Knowing our Legislature, I read over the entire text of the bill to see if there’s some secret drawback, but it seems legit to me. While Alabama will still be primarily depending on the users of its parks to fund them, this constitutional amendment would enable the Parks Division to do long-range planning for renovations and improvements. This bill is a modest start. If it becomes law, it simply puts the measure to a public vote, which would presumably happen in November 2016. If the constitutional amendment passes, it wouldn’t be binding until the 2017 budget, so no matter what happens now the Legislature is probably planning one last robbery for the 2016 budget. Things will get worse before they get better.
But if you’re a fan of our state parks, and you should be, ask your legislators to support SB 260 and HB 249. Given the widespread support for Forever Wild, it may seem that these bills should sail through the session, but don’t count on it. The theme for this session seems to be unearmarking, which is an effort to give the Legislature more leeway in how it builds its budgets (largely by reducing the amount of money earmarked by statute to go to mental health, old age assistance, “general welfare,” and aid to Confederate widows). That’s not to say that there won’t be any money given to those worthy causes (except possibly for the Confederate widows), but around $400 million will be freed up to be spent as the Legislature sees fit. SB 260 and HB 249 are swimming against the tide, so it’s important to speak up in support. Legislators really do pay attention to those phone calls and emails.

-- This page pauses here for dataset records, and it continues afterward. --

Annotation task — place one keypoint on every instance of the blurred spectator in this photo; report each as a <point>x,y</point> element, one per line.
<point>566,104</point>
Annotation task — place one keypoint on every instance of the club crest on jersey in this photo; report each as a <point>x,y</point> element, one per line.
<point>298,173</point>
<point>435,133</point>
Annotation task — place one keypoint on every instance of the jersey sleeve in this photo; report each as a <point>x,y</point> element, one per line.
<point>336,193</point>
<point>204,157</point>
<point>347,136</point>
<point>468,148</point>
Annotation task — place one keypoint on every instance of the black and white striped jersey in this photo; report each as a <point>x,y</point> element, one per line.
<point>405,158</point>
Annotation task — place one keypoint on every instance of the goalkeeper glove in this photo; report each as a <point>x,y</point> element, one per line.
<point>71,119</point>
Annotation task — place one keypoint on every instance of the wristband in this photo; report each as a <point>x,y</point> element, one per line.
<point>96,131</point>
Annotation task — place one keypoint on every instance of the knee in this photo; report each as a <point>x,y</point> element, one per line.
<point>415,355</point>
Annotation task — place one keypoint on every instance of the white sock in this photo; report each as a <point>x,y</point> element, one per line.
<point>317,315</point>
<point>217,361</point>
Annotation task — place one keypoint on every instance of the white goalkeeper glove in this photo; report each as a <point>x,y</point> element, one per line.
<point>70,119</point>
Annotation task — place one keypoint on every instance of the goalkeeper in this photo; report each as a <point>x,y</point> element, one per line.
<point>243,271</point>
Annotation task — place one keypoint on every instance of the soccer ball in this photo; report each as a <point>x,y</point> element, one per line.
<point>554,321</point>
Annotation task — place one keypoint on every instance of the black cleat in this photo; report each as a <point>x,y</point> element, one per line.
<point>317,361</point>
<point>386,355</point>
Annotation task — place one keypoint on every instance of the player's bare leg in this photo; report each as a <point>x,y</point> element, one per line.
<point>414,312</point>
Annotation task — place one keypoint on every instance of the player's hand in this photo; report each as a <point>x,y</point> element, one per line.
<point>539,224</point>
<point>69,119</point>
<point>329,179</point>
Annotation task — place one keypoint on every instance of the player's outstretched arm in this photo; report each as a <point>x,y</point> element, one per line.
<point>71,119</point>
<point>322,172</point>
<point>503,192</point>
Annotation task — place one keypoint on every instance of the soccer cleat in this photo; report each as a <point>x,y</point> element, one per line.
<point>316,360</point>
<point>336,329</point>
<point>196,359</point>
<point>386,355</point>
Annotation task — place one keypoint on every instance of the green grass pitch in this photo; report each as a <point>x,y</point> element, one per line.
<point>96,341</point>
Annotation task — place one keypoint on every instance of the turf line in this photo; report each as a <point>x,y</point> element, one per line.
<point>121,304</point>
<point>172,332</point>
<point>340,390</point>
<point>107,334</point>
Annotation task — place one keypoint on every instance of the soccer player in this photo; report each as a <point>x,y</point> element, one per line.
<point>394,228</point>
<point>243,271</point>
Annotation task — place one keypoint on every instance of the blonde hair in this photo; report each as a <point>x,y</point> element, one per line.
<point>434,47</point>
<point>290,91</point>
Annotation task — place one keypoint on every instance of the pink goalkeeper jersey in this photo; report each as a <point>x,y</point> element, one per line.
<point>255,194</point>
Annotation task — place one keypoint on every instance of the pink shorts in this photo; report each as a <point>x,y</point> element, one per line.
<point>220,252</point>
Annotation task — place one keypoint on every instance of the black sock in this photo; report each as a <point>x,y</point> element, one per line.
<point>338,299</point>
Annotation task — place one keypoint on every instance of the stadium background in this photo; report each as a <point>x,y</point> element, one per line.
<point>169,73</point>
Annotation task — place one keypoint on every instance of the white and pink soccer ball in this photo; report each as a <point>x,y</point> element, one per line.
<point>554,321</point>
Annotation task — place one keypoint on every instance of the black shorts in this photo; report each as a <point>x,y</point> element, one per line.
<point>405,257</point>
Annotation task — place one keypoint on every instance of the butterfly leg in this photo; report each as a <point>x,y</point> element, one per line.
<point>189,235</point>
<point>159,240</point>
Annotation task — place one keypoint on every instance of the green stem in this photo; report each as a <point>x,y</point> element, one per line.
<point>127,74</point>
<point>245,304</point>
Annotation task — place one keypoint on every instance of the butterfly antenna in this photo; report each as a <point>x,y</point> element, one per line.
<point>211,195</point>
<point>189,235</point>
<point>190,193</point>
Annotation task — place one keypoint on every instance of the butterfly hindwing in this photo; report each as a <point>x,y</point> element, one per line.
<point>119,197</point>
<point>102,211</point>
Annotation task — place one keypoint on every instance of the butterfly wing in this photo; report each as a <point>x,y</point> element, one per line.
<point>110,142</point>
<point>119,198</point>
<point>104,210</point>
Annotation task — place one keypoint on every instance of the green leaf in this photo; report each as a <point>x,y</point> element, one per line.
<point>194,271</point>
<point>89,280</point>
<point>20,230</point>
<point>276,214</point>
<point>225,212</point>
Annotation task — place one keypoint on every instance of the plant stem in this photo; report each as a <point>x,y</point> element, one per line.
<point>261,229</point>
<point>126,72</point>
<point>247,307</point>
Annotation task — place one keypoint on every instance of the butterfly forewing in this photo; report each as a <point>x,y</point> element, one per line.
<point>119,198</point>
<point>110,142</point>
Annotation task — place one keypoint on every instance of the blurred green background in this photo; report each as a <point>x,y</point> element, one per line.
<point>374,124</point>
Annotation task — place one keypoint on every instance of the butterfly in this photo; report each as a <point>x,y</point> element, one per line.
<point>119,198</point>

If you’re looking for an easy way to show your support, you can use this form letter from Conservation Alabama. If you’re more old school and want to compose your own message, you can use the Find My Legislator tool to get contact info.
In late breaking news, SB 260 was successfully passed in its committee hearing on February 23, and is now awaiting a date for its final vote in the Senate. HB 249 is having its committee hearing on February 24.
Let’s all light a candle and cheer our way!